For a month, I lived in two places: a small new apartment with only everything I was sure I wanted, and a cavernous old apartment with everything else. The overlap in leases meant that I could take my time, and I uneasily did. As soon as my bed was assembled in the new apartment, it became home. But part of my peripheral attention lingered where I used to be, wondering about papers and piles and what I’d find when I finally went back.
I went back more than once, taking things in waves. But on Tuesday this week, Pat and I returned at the same time and had dinner by the one window, eating salad and chili with compostable spoons and glancing at a fading jade plant that neither of us had taken yet. We emptied the echoing rooms out and I carried away: a knapsack full of soap, a thin pillow, a mop with a curved handle, the jade plant carefully.

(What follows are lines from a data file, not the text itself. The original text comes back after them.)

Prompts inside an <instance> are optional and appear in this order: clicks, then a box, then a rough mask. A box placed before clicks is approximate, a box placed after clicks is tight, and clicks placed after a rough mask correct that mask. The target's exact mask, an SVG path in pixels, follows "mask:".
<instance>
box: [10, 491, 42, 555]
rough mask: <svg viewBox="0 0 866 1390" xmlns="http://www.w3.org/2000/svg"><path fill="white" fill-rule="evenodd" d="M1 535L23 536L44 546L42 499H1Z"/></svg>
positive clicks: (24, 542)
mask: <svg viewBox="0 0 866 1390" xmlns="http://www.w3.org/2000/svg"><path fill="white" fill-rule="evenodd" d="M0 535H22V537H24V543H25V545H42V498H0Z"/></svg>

Rustling thoughts have started to calm, now that they’re ricocheting across less space. I’m so grateful to live here, and to have lived in this city for almost a year.
In between, my mind has been on the most basic things. How to fall asleep, how to reconcile self-discipline and gentleness, how to practice. How to build habits and acknowledge secret expectations. How to manage money and make food.
Every day I learn more things I never knew I never knew, every day feels new.
1 comment:
Makes me anticipate my looming move in a few months when I'll finally be on my own. Great post!